Tajiks used three types of gold embroidery:
1. Zarduzi (embroidery with a stencil)
2. Zaminduzi (embroidery on smooth surface without stencil)
3. Bireshimduzi (embroidery using gold and silk threads)
In gold embroidery, there are basically two types of ornament: floral and geometric, with all sorts of variations. Each element of the pattern has its own name and often serves as an amulet. Gulduzi is an ornament, created on the basis of the drawing applied to the material. This style is one of the most difficult in gold embroidering. Gulduzi embroidery was used in robes, chapan jackets, shoes for the bride, boskat, skullcaps, horse attire. Gold and silver threads were used. Due to its splenduor and high cost of materials, gold embroidery was an official court art designed to serve the needs of the Emir’s court and the nobility. By order of Emir and his court, men’s clothing, embroidered with gold, was made and included gowns, camisoles, uniforms, trousers, shoes, belts, hats, and even horse cloth. Decorative elements included oftob (sun), bulbul (nightingale), guncha (buds), sadbarg (rose), gulshan (flower garden), chashmi bulbul (eye of nightingale), and mavj (wave).
At present, with the revival of national traditions and handicrafts, gold embroidery is gaining new life. Gold embroidered men’s robes became an obligatory part of groom’s wedding outfit. They are worn in special occasions and are presented to honorable guests. Women’s short and long waistcoats and gold-embroidered skullcaps are widespread. Golden-stitch embroidery is used to decorate shoes, belts and handbags. Now this kind of art is mainly produced by women. As before, the basis is a smooth surface velvet of bright colors, which gives the products special efficiency.
Mukarrama Kayumova and her students, embroiderers Karimova Surayo, Khasanova Dilbar and Kurbonalieva Lutfiya, have all played vital role in training and upbringing new craftsmen and the revival of gold embroidery in Tajikistan. Their embroidered women’s and men’s robes, camisoles, ritual suits of bride and groom, skullcaps, shoes and interior décor items received state awards and entered the book Golden Fund of Tajikistan.
zarduzi – gold embroidery (two kinds of thread – golden and white, used in finishing velvet); zaminduzi (multi-colored ornamentation, pattern all over the fabric); gulduzi (ornament is created on the basis of the pattern drawn on the fabric) This embroidery is used for gowns, chapans, shoes for the bride, boskat, skullcaps, horse attire and is most often used in modern gold-stitch embroideries.

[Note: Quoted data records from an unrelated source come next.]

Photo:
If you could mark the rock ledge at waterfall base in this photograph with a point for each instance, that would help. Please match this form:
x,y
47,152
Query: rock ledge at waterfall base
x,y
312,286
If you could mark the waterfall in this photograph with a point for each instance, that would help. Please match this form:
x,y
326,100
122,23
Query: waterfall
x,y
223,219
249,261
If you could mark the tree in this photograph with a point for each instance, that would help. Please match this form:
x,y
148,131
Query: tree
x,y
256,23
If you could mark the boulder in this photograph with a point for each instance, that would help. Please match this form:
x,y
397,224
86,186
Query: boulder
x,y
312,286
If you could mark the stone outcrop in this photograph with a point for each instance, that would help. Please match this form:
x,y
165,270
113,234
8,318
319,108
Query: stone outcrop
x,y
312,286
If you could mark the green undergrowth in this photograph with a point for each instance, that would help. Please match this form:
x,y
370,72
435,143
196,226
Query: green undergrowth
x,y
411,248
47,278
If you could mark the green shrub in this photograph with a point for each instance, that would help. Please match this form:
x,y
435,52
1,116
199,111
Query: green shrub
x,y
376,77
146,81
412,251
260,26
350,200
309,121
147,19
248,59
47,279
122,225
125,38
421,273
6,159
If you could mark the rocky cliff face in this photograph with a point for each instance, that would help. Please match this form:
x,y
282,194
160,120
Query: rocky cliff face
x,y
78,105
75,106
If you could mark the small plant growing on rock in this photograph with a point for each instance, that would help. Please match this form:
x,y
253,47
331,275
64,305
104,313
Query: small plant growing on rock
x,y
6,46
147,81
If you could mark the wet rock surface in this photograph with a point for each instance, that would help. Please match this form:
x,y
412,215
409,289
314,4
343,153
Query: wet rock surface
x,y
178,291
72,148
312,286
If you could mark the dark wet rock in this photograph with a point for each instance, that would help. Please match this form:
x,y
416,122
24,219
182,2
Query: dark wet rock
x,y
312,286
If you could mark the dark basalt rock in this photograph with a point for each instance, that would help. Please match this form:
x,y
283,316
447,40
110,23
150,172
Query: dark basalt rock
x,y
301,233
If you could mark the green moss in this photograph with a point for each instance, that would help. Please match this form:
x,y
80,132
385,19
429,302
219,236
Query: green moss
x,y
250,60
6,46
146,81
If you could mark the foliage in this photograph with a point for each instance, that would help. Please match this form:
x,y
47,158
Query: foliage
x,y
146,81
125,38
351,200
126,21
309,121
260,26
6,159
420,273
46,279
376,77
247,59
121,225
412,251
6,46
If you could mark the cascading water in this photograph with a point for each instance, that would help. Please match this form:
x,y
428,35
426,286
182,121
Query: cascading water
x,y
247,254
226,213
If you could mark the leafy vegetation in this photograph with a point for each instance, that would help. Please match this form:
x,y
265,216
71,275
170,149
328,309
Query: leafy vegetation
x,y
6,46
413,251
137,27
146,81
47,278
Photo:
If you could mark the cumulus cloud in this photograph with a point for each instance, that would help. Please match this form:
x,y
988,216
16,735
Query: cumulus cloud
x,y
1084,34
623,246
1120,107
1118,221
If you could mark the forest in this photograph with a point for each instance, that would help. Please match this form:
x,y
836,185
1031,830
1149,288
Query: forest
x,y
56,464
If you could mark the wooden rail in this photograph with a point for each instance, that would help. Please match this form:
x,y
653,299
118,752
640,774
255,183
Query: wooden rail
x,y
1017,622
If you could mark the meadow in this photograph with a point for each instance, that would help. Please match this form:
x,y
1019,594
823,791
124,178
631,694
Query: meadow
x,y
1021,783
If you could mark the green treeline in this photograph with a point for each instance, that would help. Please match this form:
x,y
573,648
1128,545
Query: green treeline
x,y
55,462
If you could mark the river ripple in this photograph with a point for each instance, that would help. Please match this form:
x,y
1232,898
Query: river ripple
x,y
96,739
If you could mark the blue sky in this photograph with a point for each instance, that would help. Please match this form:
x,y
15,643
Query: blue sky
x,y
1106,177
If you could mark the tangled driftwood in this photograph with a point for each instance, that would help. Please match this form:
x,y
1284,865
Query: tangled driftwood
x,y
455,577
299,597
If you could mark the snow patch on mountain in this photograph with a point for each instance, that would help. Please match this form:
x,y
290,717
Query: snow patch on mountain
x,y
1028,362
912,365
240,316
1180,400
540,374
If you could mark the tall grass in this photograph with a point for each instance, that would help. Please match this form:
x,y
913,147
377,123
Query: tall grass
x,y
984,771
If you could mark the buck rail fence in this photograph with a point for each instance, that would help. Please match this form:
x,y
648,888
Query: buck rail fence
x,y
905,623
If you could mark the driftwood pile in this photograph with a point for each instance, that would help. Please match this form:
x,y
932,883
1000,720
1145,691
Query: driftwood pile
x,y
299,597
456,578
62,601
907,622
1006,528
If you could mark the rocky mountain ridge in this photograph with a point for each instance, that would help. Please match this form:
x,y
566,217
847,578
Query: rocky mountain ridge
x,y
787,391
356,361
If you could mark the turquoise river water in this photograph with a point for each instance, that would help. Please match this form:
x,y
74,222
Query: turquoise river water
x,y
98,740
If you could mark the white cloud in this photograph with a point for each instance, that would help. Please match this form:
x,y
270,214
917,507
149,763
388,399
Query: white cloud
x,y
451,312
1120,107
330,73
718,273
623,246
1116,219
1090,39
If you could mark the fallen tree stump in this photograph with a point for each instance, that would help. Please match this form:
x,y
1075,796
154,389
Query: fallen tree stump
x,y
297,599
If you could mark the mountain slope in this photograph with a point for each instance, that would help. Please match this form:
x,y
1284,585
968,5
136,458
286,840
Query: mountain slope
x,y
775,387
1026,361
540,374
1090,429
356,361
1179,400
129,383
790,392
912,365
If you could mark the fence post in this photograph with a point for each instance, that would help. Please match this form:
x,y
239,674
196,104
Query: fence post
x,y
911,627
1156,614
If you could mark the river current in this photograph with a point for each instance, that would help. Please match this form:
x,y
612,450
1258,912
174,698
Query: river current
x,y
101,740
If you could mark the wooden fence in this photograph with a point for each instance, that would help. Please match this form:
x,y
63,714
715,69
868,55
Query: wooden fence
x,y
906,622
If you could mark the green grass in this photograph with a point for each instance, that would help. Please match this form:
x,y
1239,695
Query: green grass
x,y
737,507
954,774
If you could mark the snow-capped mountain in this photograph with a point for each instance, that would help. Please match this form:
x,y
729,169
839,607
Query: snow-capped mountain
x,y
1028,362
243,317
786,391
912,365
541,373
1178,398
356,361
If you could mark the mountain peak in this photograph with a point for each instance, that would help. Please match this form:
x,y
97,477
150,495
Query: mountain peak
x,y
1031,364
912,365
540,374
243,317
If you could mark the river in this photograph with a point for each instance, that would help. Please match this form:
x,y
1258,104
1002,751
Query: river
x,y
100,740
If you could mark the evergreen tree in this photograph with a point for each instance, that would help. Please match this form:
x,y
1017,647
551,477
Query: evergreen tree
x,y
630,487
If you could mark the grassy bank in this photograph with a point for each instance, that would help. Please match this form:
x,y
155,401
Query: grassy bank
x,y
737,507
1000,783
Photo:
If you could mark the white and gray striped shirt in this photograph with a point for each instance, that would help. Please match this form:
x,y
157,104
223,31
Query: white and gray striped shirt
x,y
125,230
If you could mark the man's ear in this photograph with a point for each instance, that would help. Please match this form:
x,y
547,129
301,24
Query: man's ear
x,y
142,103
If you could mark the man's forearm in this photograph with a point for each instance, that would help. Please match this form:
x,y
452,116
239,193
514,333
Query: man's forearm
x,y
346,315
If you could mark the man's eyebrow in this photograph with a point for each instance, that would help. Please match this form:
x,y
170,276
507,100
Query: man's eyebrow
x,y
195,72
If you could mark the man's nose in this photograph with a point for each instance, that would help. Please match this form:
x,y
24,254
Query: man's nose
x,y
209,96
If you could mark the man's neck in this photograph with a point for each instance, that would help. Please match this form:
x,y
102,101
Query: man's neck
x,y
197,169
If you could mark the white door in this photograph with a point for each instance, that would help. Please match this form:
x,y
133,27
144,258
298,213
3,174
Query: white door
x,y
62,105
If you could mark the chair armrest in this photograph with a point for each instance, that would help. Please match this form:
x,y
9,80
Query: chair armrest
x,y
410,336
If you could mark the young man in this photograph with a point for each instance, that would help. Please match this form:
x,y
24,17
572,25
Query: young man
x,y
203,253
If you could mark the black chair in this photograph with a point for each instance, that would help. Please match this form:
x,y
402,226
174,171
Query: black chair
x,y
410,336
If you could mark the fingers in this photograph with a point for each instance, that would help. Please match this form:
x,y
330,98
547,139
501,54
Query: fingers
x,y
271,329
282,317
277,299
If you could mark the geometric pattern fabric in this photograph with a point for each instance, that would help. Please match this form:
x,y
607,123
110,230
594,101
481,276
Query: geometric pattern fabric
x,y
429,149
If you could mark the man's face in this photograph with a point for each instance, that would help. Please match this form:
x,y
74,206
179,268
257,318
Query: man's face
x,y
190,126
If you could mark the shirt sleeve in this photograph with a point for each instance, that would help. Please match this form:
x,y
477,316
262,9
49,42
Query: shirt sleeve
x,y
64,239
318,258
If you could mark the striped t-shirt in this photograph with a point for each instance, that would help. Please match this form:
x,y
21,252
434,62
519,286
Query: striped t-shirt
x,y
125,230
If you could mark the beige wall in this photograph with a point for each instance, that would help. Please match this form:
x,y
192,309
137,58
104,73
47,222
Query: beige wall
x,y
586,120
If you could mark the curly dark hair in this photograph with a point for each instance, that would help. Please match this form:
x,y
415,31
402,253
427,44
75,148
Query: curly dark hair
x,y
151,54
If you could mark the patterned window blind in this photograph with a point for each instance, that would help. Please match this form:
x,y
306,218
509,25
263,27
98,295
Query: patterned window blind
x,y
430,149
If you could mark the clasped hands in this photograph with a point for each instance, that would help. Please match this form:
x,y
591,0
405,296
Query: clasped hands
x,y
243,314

Mainly used techniques are zarduzi-zaminduzi (full embroidery of the background with gold) and zarduzi-gulduzi (patterned floral embroidery). In addition, zarduzi-gulduzi-zaminduzi (combined embroidery technique), zarduzi-berishimduzi (embroidery where motifs stitched with silk alternate with gold patterns), and zarduzi-pulyakchaduzi in which gold embroidery is combined with sewn sequins.